### Conservation of histones between Human and Arabidopsis

Histone H3 is highly conserved between Human and Arabidopsis with 97.8% identity, different only in the positions of 31, 87 and 90 amino acids, which is even with the similar identity level as that among the different isoforms within Arabidopsis. Histone H4 is also highly conserved between Human and Arabidopsis with 98.0% identity, different in the sites of 60 and 72. The identity of Histone H2B is 80.0% between human and Arabidopsis, but less conserved in the N- terminus, where the known acetylated site is localized. The acetylation information of histone H2B.C of human is used in a direct conservation-mapping mode in the prediction. Because of the lack of data about acetylation site and much more variants in histone H2A, the acetylation pattern of which is un-predictable by sequence conservation directly.

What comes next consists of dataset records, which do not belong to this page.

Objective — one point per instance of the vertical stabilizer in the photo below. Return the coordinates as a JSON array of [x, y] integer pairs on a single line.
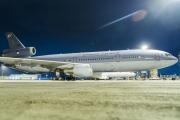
[[13, 41]]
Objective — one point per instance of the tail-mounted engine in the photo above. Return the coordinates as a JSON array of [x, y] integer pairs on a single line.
[[19, 53]]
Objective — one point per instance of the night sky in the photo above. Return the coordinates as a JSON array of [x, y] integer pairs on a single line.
[[69, 26]]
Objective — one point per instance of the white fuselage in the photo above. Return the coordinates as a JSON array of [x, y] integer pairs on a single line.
[[110, 61]]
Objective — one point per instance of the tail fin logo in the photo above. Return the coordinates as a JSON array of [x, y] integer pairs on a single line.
[[18, 51], [9, 35]]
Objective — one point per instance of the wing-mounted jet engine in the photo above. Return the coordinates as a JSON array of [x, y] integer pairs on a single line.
[[17, 49]]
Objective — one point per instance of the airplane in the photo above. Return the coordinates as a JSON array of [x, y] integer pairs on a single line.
[[107, 75], [83, 64]]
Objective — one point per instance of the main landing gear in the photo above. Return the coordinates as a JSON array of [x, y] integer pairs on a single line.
[[60, 76]]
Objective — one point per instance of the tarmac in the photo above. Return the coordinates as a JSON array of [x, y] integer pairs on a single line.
[[90, 81]]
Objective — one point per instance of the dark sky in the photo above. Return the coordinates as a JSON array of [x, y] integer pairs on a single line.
[[67, 26]]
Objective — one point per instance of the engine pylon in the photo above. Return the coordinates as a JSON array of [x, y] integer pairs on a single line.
[[154, 74]]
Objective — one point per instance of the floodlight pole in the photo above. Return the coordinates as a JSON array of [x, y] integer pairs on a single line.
[[2, 67]]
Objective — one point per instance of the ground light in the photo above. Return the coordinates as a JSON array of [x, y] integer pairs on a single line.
[[144, 47]]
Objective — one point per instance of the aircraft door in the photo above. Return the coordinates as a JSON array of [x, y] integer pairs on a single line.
[[117, 57], [157, 56], [75, 59]]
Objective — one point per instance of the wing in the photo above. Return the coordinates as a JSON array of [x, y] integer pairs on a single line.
[[51, 65]]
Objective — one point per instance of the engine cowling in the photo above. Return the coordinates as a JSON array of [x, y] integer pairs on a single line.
[[20, 53], [83, 70]]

### Human acetylation based prediction

#### Known acetylation comparison between Human and Arabidopsis

In Arabidopsis, there are 13, 12, 12, 22, 16, 21 lysines in Histone H2A.1, H2A.2, H2A.3, H2A.4, H2A.5 and H2A.6, respectively, only two sites, K5 and K144 in H2A, have been verified for acetylation[8]. For histone H2B, there are 11 variants, but only H2B.10, H2B.6, H2B.7 have the acetylation information. Therefore, we considered those three variants in our prediction according to the filter principle (see methods). There are 29, 32 and 32 lysines in H2B.10, H2B.6, H2B.7, respectively, seven, six and six lysines of them were verified to be acetylatable. Similarly, both of histone H3.2 and H3.3 contain 14 lysines, seven lysines in each of them have shown to be acetylable. The least lysines exist in histone H4, and 50 percent of the total 10 lysines have been identified to be acetylated by our data collection (see methods). Meanwhile, text mining shows that only a few lysines (1/16 and 1/5) in H2A and H2B have been detected to be acetylated. Compared with human histone acetylation, identified acetylatable lysines of H2B are significantly less in Arabidopsis by Fisher Exact Test with p value less than 0.01.

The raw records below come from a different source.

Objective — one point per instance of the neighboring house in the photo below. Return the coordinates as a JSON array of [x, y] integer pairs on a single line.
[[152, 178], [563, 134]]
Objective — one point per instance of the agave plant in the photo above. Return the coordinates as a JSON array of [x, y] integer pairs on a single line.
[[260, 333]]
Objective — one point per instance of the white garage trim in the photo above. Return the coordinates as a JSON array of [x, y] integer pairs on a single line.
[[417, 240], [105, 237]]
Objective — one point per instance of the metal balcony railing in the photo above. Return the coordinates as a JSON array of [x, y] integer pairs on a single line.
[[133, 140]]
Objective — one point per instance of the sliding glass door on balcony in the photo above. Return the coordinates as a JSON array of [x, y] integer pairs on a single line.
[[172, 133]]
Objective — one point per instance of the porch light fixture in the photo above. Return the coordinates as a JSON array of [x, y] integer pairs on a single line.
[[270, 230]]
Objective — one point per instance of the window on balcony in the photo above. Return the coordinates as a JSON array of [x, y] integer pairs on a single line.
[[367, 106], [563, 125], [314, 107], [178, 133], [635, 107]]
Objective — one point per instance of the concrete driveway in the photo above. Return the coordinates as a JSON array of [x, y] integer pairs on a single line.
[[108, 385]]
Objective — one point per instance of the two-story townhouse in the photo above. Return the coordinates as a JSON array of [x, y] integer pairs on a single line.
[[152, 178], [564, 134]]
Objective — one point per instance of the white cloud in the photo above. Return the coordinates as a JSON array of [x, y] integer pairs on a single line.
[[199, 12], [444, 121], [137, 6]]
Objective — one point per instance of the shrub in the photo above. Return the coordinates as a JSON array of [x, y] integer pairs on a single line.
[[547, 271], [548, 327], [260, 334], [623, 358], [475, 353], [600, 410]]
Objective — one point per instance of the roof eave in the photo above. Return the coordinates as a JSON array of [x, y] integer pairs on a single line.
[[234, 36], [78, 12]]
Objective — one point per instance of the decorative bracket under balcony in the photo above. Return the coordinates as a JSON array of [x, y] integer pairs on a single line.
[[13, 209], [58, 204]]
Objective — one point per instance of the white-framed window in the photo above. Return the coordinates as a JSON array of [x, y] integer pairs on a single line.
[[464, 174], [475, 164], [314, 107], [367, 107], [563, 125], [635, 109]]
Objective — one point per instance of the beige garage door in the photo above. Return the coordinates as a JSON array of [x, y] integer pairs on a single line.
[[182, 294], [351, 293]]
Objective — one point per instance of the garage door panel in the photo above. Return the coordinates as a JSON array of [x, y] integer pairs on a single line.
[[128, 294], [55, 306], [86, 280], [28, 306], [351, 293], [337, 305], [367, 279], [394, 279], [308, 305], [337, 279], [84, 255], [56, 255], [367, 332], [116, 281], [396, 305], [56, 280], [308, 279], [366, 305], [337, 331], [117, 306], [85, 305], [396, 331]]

#### Training set insufficient in Arabidopsis

The key hypothesis of flanking peptide based prediction methods is the structure recognization. Here, such type of methods focuses on short stretches of amino acid N- and C-terminus, because structural studies of published KAT domains coupled with peptide substrates typically do not exceed 14-20 aa in length [4, 10]. Thus, the acetylatability of adjacent lysines is very interesting, and obviously has an effect on the peptide-based methods. Here, we take three as a distance to define the adjacent lysines. In the human training dataset (HTDS), there are 9 adjacent lysine pairs and eight of them have the same acetylatability with 89 identity, while only 53.0% identity remains in Arabidopsis training dataset (ATDS). Fisher's Exact Test shows that the relationship between adjacency and acetylability is different between the two training sets. By accepting the key hypothesis, the ATDS seems to be insufficient. Therefore, the highly conserved and well explored human acetylation data are adopted for the prediction in Arabidopsis.

### Human acetylation based prediction

#### Length normalization provide slightly data mining effect

The prediction method used here is mainly based on sequence similarity, as described in PreMod [6]. To construct a more stringent and theorizational model, several critical factors, including peptide length, lysine position and histone correlation, were considered.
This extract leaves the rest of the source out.